Data controller should take measures that warn the system administrator and/or delete and report biometric data in case of unauthorized access to the system.
Data controller should use certified methods, licensed and up-to-date software in the system, prefer open-source software first and make the necessary updates in a timely manner.
Lifetime of the devices used should be traceable. Moreover, hardware and software tests of the biometric data system should be performed periodically.
Data controller should be able to monitor and limit user actions on the software that processes biometric data.
2-) Administrative Measures
An alternative system should be provided, without any restrictions or additional costs, for those who cannot or do not have explicit consent to use the biometric solution.

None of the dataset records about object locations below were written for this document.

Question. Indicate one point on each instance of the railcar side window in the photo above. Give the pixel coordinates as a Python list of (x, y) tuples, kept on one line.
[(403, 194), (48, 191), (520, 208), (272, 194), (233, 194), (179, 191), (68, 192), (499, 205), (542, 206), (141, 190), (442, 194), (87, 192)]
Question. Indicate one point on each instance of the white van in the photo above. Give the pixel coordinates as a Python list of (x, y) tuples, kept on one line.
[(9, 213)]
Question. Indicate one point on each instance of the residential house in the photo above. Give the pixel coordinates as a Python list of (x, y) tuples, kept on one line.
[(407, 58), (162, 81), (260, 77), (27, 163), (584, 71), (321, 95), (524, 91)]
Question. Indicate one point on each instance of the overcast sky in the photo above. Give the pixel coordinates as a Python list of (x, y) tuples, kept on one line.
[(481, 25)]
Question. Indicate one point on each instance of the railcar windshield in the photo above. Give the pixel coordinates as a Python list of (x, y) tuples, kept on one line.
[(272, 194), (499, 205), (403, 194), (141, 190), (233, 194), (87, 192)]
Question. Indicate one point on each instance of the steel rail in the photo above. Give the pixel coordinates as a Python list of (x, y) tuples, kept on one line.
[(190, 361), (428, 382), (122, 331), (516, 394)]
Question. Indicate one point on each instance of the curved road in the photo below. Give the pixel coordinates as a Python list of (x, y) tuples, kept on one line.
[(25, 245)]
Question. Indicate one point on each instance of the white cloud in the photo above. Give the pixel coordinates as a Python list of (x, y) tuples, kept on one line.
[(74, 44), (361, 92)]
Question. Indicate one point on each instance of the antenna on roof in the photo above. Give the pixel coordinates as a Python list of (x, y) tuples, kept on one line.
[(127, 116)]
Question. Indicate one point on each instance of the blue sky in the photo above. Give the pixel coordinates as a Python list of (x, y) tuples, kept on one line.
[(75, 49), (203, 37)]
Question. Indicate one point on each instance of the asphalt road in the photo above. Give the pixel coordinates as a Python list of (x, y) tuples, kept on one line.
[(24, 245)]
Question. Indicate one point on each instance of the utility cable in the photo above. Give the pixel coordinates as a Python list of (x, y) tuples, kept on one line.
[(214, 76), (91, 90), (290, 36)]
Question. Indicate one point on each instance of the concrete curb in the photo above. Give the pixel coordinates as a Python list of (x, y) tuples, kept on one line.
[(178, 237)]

An action plan should be established in case of biometric authentication or failure.
Authorities' access mechanism to biometric data systems should be established, managed and their responsibilities determined.
Personnel involved in biometric data processing should receive special training on the processing of biometric data and such training should be documented.
An official reporting procedure should be established so that employees can report possible security risks in the system and threats that may arise as a result of such risks.
Data controller should establish an emergency procedure to be implemented in the event of a data breach and announce it to everyone concerned.
As explained above, with this Guidance, it was aimed to clarify the processing of biometric data in detail. If biometric data is to be processed in accordance with the Law, data controllers should also comply with the Guidance rules.